As part of the WPA’s Indian-Pioneer History Project, field worker Grace Kelley interviewed Lizzie Wynn in Dustin, Oklahoma, on November 29, 1937.

… Daddy had two [slave] families, besides three others who worked in the house. I don’t know just how many but there were quite a few.

The war was caused by some wanting to free the negroes so daddy said he guessed that we would be safe if he just turned them loose. But he took a notion to do like the rest were doing. He had freed all but the old woman and for some reason she was going with us. We got close to Netuma when he took very sick and had to be put to bed. We had stopped at an Indian house. The Northern soldiers came to the door and I was standing at the head of his bed. They told me to move but I thought that if I stayed there they surely wouldn’t shoot him. They shot him and blood and brains spattered all over me. I wasn’t scared but I was sad. After they had killed him, they left and the old negro woman said that they would go after some wagons and come back after us. We covered daddy up and shut the doors and left him lying in the bed. There was a hill at the back of the house so we ran to it so that we could get away without being seen. We traveled two days and nights without food or water and were exhausted when we came to a little house where an old woman lived. She had some hominy or rather corn cooked in water. We stayed there two months and were absolutely naked. One morning early, I went down close to the road and was sitting behind a big tree, sunning myself to get warm.
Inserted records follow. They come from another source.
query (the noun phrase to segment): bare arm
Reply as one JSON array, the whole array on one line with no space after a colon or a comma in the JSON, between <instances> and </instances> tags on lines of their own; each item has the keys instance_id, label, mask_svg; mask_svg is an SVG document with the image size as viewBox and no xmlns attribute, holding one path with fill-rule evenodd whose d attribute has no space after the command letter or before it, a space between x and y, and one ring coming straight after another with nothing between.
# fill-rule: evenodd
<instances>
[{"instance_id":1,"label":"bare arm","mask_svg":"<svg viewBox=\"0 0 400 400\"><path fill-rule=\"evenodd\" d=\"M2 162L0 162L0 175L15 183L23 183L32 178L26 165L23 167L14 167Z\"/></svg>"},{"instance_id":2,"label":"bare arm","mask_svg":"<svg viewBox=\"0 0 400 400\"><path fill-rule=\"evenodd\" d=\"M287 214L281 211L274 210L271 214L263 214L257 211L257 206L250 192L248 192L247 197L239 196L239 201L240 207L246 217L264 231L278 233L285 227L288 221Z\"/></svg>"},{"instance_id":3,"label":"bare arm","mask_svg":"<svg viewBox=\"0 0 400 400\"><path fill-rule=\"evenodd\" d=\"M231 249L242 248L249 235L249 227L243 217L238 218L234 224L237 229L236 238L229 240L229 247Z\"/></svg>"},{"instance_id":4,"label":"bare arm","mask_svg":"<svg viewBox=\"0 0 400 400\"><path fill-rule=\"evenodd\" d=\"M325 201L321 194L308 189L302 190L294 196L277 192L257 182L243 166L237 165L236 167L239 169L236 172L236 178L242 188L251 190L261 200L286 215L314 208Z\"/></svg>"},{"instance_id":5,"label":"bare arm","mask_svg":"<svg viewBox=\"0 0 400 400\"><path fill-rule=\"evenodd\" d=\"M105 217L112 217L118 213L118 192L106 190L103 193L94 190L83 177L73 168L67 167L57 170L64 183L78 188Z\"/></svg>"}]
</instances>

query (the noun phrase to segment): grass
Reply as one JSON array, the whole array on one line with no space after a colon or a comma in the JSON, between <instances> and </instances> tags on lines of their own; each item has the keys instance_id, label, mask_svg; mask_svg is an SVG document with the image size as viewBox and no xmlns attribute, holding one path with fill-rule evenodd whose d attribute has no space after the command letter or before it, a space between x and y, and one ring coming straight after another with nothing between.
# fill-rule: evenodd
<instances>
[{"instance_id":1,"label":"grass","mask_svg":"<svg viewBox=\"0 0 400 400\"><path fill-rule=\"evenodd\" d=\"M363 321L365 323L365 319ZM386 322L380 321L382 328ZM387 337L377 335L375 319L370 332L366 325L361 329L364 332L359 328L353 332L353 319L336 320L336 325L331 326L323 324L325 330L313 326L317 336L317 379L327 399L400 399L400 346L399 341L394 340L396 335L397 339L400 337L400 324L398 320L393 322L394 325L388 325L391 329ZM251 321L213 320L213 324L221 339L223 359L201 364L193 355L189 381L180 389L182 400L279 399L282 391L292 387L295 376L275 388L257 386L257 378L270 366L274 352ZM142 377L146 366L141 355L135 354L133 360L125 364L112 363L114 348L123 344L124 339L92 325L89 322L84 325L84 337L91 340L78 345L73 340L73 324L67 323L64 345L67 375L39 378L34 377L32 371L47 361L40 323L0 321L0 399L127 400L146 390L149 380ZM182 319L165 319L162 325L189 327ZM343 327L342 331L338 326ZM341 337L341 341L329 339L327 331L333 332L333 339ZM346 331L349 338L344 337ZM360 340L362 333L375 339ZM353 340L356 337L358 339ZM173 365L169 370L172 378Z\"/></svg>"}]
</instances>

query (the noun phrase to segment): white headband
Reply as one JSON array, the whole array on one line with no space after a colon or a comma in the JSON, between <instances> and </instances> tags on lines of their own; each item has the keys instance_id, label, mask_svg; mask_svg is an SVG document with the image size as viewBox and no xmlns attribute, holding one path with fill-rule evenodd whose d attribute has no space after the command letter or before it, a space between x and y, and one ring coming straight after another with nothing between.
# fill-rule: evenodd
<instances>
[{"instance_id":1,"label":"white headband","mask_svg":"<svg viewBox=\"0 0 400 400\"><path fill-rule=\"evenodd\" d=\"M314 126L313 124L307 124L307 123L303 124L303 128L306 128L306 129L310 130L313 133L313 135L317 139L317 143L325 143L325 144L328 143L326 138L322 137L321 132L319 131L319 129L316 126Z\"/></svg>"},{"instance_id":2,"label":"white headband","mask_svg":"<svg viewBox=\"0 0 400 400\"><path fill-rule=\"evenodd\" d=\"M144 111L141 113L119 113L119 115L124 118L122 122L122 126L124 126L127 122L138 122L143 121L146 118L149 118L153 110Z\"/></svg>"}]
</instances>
I wasn’t in the habit of going down there and don’t know why I’d want to unless they led me to. I saw a negro coming down the road on a white horse and he looked like our old woman’s boy that we called “Siminole.” When he got closer I knew that it was and hollered at him. He wanted to know why we were there and all about us. I was crying and trying to answer all his questions at the same time. He said he would go and see mother. He told her that if he could he would get a wagon and get us away that night. The women stayed awake that night but we children went to sleep. He came back and they woke us. He had blankets and quilts to wrap us up in and we started on another and the last part of our journey.1

ENDNOTES

1 Lizzie Wynn, Interview 12286, vol. 101, Nov. 29, 1937, Dustin, Okla., 57–59, Indian Pioneer Papers, Western History Collections, University of Oklahoma, Norman, Okla.